To halt rapid population growth in these countries, strong support for FP programs would have been valuable. But family planning received lower international and national interest and support from the mid-1990’s and onwards. Whether this was the case in the seven countries deserves further study (as already noted, the program ended in Iran, and possibly programs declined in Tunisia and Indonesia).
Comparison of countries having and lacking FP programs
Over a 50-year period, 1970–2020, the populations of the seven countries with early FP programs increased on average by 154% (range 108 – 214 %, the highest value for Iran where the strong program started later, in 1988). This is a strong increase; however, their FP programs almost surely slowed population growth during the period. This is indicated by comparison of seven countries nearby which had no (or weak or non-existent) FP programs: Guatemala, Venezuela, Algeria, Iraq, Afghanistan, Malaysia, and Philippines. Their mean population increase is substantially higher during this period (243%) than the increase among the countries with FP programs. This is clear from the graph below:
Moreover, a comparison of Bangladesh (FP program from the 1980’s) and Pakistan (weak or no FP during the period) by Bongaarts & O’Neill in 2018, including population projections up to 2100, shows that a good program may have substantial positive effect on future population numbers, even leading to a possible population decline. The difference between the countries is shown below:
Bangladesh and Pakistan, well matched geographically and by religion and other factors, had similar population growth up to about 1980 but thereafter began to diverge. In 2023, Pakistan’s population was reported to be larger than indicated by the projection (256 million, growing at a rate of 3.1%). The population of Bangladesh in 2023 was 173 million (growing at a rate of only 1.0%) according to Worldometer, close to the projection (for assumptions in the projection, see Bongaarts & O’Neill’s paper). This is good evidence for the positive effect of FP programs. Comparison of Costa Rica and Guatemala tells a similar story (see changes of fertility rate and population numbers over time in Our World in Data).

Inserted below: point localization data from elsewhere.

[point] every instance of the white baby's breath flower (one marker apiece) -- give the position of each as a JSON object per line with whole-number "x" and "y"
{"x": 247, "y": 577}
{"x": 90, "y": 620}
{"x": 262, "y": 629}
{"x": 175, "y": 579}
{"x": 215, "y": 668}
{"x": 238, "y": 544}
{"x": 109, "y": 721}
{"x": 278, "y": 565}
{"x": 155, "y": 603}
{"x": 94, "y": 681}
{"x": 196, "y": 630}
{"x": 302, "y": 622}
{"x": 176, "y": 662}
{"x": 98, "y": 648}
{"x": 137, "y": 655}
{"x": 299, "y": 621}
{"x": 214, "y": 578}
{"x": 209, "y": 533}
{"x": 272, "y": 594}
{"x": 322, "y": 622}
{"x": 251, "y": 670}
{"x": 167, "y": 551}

The lesson is clear: long-term voluntary family planning programs are today urgently needed in many countries in Western Asia and Africa, especially in Sub-Saharan Africa. Even with such strong programs, these countries likely face many decades of continued population increase, devastating to people, natural ecosystems and other forms of biodiversity. Leaders and policymakers in these countries can gain important insights from the case studies we present above, and by examining their own population history and conditions, when setting goals for the future.